Yes, I am aware of the voting results. If you take into consideration the
past several GR's voting results along with the discussion on the various
mailing lists it does seem Debian has been swayed to let anything go,
instead of following the intent of its SC. Woody does have non-free stuff
in it that is true, but no one actually noticed that was the case at that
time or it would have been removed then. Of course if Debian does happen
to release Sarge+1 in less than 2-3 years perhaps this black mark on its
reputation will be forgotten quickly. What Debian releases represents
Debian as a whole, and releasing known non-free items in main reflects
poorly on all its maintainers. Perhaps those who feel that Debian is not
free enough should fork and create a distribution that actually adheres
to its SC? ;)

I am a Debian Developer myself, I currently maintain around 240 packages
and am also the project manager of the AMD64 port so I am not criticizing
Debian from an bystanders perspective.

Flame

Posted Jul 5, 2004 10:03 UTC (Mon) by angdraug (subscriber, #7487) [Link]

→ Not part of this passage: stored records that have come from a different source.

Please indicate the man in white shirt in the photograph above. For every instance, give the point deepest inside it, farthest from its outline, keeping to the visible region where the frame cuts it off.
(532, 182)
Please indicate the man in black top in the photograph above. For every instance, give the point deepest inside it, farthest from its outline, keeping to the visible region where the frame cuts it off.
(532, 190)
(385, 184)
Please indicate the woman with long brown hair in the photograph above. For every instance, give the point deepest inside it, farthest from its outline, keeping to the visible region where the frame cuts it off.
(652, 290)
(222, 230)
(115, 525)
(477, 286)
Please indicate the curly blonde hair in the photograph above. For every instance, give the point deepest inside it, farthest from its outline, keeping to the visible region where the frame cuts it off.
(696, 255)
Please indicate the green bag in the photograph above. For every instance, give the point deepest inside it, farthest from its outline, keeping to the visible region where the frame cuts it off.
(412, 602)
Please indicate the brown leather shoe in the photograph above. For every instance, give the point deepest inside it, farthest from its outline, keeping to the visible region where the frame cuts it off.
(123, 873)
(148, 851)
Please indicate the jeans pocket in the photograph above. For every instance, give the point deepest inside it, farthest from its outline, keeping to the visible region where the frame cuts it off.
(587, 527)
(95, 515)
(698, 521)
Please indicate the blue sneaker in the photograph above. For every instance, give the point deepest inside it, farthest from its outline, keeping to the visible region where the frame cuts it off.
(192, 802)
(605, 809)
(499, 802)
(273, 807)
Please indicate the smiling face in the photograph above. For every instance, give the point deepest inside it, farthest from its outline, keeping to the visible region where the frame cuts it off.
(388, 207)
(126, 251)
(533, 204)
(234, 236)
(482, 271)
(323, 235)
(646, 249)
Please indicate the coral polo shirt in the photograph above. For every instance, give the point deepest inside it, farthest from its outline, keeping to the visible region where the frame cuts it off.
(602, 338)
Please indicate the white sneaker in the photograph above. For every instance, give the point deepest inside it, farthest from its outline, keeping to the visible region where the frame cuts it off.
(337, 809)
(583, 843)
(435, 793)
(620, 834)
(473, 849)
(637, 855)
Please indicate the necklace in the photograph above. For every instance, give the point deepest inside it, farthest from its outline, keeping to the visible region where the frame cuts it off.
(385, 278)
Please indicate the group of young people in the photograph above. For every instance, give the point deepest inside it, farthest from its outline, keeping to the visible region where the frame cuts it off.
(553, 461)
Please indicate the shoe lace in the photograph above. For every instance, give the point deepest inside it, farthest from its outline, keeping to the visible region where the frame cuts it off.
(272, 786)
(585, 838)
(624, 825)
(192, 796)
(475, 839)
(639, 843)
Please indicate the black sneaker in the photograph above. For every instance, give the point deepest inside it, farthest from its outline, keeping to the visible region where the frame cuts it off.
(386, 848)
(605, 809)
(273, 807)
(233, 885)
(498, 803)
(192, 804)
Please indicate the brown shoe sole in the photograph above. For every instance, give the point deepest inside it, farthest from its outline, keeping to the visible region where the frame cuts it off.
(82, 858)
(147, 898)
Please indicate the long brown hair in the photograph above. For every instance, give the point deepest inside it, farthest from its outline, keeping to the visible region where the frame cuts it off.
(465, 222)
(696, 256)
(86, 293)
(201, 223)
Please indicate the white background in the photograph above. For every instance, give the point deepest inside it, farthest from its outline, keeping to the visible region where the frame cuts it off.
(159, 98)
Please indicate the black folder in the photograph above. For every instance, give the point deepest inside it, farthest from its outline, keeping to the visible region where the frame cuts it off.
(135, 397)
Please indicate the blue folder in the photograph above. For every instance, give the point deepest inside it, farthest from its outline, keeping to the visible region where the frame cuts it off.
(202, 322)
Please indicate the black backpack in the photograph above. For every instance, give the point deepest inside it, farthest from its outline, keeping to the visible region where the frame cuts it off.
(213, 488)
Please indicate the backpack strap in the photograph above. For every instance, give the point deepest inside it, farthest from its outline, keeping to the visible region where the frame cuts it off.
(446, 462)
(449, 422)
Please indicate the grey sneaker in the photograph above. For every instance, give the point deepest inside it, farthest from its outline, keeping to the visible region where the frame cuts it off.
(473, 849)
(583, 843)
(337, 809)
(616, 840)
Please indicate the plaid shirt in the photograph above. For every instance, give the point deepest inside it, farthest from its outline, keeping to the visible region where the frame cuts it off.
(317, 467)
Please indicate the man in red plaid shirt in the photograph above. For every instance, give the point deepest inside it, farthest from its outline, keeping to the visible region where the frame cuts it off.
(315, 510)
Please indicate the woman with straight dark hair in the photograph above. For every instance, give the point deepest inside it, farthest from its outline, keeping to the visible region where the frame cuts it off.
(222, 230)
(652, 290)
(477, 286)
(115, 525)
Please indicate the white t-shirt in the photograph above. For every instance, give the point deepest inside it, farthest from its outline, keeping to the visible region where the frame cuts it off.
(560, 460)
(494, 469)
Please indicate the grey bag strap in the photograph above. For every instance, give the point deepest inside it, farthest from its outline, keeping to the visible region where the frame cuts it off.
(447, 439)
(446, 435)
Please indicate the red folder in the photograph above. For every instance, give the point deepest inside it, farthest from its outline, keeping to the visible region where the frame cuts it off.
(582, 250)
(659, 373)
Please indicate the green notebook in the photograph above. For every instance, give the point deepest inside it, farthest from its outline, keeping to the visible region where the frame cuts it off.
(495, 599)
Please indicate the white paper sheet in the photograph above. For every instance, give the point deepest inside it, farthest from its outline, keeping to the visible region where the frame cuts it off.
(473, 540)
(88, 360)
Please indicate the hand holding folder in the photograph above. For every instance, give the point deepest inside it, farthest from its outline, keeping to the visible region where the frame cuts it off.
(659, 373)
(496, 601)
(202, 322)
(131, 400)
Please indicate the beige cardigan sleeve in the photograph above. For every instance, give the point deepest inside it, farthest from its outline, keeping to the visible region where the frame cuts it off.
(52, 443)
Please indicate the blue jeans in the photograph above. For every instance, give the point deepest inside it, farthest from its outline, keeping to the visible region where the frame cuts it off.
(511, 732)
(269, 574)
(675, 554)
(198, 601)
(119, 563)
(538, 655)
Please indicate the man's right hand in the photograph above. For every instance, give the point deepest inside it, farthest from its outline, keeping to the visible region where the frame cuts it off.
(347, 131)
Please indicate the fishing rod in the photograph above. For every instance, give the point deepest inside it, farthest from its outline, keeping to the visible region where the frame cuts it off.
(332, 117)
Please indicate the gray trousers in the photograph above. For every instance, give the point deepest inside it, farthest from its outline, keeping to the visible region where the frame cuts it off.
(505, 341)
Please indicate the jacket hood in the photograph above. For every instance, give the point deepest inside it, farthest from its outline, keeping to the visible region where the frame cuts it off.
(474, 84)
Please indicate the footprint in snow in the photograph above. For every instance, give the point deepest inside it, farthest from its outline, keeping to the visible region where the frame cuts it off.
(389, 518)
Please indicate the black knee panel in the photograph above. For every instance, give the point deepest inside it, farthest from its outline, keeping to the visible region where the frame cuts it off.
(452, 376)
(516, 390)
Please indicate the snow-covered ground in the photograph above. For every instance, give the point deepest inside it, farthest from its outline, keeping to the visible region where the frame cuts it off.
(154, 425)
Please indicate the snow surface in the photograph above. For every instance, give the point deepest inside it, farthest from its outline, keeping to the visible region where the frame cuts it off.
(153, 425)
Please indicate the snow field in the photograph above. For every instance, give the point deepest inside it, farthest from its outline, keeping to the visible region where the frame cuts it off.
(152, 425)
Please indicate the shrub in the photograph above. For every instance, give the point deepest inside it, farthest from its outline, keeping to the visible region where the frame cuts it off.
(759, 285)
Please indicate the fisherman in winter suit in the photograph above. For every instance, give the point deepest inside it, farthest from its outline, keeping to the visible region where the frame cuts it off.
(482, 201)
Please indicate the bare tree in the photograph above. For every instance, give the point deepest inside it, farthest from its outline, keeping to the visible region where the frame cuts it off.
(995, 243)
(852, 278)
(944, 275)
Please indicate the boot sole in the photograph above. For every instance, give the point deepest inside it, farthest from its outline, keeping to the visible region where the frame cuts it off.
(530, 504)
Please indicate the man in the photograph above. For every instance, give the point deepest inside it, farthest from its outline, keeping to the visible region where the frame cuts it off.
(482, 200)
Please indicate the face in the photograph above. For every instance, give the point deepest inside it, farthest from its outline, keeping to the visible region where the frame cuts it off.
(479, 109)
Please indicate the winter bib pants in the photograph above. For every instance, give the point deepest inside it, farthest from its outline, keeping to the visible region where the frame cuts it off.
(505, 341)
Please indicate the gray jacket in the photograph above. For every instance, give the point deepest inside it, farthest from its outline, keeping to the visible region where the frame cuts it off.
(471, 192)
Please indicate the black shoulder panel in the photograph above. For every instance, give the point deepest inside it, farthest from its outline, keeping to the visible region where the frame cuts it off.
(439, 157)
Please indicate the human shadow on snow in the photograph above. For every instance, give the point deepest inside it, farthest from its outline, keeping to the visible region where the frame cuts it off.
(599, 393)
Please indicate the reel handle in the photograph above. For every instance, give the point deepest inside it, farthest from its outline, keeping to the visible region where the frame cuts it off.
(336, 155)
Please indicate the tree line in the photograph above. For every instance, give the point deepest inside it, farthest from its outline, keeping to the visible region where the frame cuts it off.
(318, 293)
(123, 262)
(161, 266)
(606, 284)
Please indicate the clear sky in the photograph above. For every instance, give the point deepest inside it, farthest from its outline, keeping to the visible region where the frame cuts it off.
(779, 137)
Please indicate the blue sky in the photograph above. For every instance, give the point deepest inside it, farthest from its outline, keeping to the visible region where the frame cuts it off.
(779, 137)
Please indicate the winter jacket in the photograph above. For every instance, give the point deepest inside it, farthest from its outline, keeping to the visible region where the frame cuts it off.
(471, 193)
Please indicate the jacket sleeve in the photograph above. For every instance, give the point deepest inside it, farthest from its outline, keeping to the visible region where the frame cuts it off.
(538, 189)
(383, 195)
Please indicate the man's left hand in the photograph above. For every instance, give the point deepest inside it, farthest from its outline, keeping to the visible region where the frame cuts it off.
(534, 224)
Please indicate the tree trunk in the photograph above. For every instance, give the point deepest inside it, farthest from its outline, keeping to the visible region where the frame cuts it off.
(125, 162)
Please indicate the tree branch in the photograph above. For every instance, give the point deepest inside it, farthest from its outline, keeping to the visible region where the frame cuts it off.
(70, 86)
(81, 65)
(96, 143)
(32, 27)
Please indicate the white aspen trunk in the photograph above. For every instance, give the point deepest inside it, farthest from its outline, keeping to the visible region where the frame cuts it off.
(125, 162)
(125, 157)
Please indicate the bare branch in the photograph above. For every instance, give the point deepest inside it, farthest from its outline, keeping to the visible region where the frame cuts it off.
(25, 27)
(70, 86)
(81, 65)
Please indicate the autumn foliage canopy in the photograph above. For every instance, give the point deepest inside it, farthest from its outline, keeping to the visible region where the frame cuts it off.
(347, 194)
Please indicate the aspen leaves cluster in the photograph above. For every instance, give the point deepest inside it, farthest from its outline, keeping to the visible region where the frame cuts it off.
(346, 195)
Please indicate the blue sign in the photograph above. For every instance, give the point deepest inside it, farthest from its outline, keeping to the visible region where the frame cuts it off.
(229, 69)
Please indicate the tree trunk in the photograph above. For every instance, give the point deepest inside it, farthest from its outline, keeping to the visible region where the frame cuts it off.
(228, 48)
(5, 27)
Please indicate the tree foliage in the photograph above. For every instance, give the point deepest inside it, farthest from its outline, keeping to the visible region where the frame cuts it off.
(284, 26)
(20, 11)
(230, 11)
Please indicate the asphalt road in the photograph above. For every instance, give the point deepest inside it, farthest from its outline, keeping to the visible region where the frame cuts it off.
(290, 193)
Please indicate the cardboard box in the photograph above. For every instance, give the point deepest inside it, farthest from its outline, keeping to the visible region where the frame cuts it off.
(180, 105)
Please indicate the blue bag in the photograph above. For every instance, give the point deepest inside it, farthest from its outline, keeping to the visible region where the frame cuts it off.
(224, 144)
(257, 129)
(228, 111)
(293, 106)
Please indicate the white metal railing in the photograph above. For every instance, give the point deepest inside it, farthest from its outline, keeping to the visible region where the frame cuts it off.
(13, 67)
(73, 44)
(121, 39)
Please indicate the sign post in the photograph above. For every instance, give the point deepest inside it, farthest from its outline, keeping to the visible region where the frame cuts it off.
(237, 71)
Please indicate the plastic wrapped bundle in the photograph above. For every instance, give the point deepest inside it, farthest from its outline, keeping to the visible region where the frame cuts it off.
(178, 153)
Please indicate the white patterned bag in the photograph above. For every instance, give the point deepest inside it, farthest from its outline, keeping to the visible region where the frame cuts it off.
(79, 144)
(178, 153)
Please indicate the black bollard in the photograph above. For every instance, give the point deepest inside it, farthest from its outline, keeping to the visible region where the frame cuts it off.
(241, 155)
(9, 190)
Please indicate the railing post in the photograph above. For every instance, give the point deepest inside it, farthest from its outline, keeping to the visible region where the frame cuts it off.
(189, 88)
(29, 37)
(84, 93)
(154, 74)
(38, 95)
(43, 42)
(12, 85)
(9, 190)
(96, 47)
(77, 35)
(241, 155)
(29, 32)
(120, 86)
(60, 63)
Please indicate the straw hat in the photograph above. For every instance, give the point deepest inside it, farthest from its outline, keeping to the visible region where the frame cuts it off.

What Debian releases represents Debian as a whole, and releasing known non-free items in main reflects poorly on all its maintainers. Perhaps those who feel that Debian is not free enough should fork and create a distribution that actually adheres to its SC? ;)

That is precisely my point: as in any democracy (or anarchy, if you're not afraid of this word;), you are free to either follow the majority, or to use direct action to oppose it. The latter would mean either creating a fork, or at least enforcing SC in the packages you maintain and submitting patches to other packages. Even though I voted for options 1 and 6, I am not discontent enough (nor have enough resources) to start a fork. If you start it, I would join it, if it wouln't require me to leave Debian. Judging by the vote results, that would be position of quite a lot of DDs.

Constructive flame.

Posted Jul 5, 2004 14:39 UTC (Mon) by mjr (subscriber, #6979) [Link]

The latter would mean either creating a fork, or at least enforcing SC in the packages you maintain and submitting patches to other packages.

Indeed; as a non-DD I'd urge any malcontents to be constructive and act according to the latter option. I doubt that DFSG compliance patches would be frowned upon.

I'm only maintaining a single package of my own software, but I know I'd fix it regardless of this vote if it had something non-DSFG-free in it.